Human Rights & Public Liberties

Human Rights & Public Liberties

Newsletter
13 Jan, 2021

Faith, Fear and Ebola in Eastern Congo

7 June, 2026
© WHO/Joël Lumbala Health teams in personal protective equipment (PPE) respond to the Ebola outbreak in eastern DR Congo.

© WHO/Joël Lumbala Health teams in personal protective equipment (PPE) respond to the Ebola outbreak in eastern DR Congo.

In a village in eastern Democratic Republic of the Congo, health workers arrived recently to conduct a safe burial of someone who had died from Ebola. They were threatened with armed reprisals if they stayed. The family carried out the burial themselves, potentially exposing dozens more to the virus.

The incident captures one of the central difficulties facing efforts to contain the latest outbreak, which has infected 381 people and claimed 64 lives as of June 3rd. For Marie Roseline Belizaire, the World Health Organisation’s Emergency Preparedness and Response Director for Africa, the hardest challenge is not always the virus itself. It can be sitting with families who believe the disease is caused by witchcraft, persuading traditional healers to work alongside health teams, or returning to communities that threatened those same teams only days before. Her aim, she explains, is not to overcome local culture but to involve science within it.
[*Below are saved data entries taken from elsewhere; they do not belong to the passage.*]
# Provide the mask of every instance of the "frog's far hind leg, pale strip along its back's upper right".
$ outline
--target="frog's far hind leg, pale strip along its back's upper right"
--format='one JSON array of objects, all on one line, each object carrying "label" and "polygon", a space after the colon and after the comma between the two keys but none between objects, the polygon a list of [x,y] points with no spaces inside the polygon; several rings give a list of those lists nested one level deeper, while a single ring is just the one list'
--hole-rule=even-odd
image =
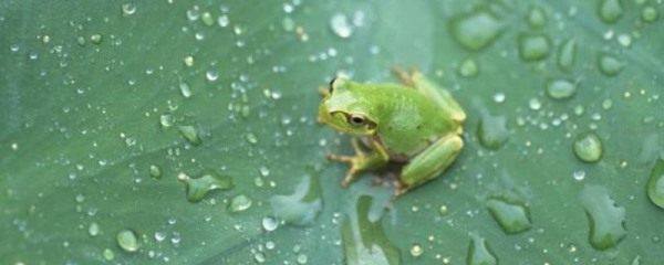
[{"label": "frog's far hind leg, pale strip along its back's upper right", "polygon": [[427,80],[422,73],[414,71],[411,80],[415,84],[415,88],[422,92],[427,97],[436,102],[449,117],[463,123],[466,119],[466,113],[461,106],[452,97],[448,91],[438,87],[436,84]]}]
The outbreak is caused by the rare Bundibugyo strain, for which no vaccine or approved treatment exists. It continues to spread in eastern DRC, and cases have also been reported across the border in Uganda, which has recorded 15 confirmed cases and one probable case linked to the outbreak. One Congolese national travelled through the UAE before arriving in Uganda, a reminder of how quickly infectious diseases can cross borders.

Progress has been made in recent weeks. Testing capacity has expanded from roughly 40 to 800 daily tests, allowing results to be returned within 24 to 48 hours. Contact tracing has improved from around 25 per cent to 45 per cent coverage, though this remains well short of the 90 to 95 per cent needed to contain transmission effectively. Community alerts are now investigated more rapidly and suspected cases cleared from the system more quickly than at the outbreak’s start.

Building trust remains one of the most complex tasks. Many communities in affected areas have experienced years of conflict. Ebola symptoms resemble those of malaria, and some families attribute deaths to witchcraft or poisoning. Health workers therefore focus on coexistence rather than confrontation. They do not try to stop people from visiting traditional healers; instead, they ask those healers to refer patients showing relevant symptoms for testing. The approach draws on lessons from previous Ebola outbreaks, in which mistrust often proved as dangerous as the virus. WHO Director-General Tedros Adhanom Ghebreyesus, who recently visited the outbreak’s epicentre, has warned that misinformation spreads almost as fast as the virus itself.

There are reasons for cautious optimism. Seven people have recovered, including six healthcare workers, most of whom sought treatment early and received intensive supportive care. On June 6th, WHO and the Africa Centres for Disease Control and Prevention launched a joint six-month continental response plan, seeking to mobilise $518m under a unified approach bringing together governments, UN agencies, humanitarian partners, and communities.

Among the encounters that have stayed most with Dr Belizaire is that of a healthcare worker who contracted Ebola while treating a patient, recovered, and then said she would not stop working. She was, she told Dr Belizaire, born to care for others. It is, perhaps, the most eloquent summary of the challenge: a disease that spreads through the very act of human care, confronted by people who refuse to stop caring.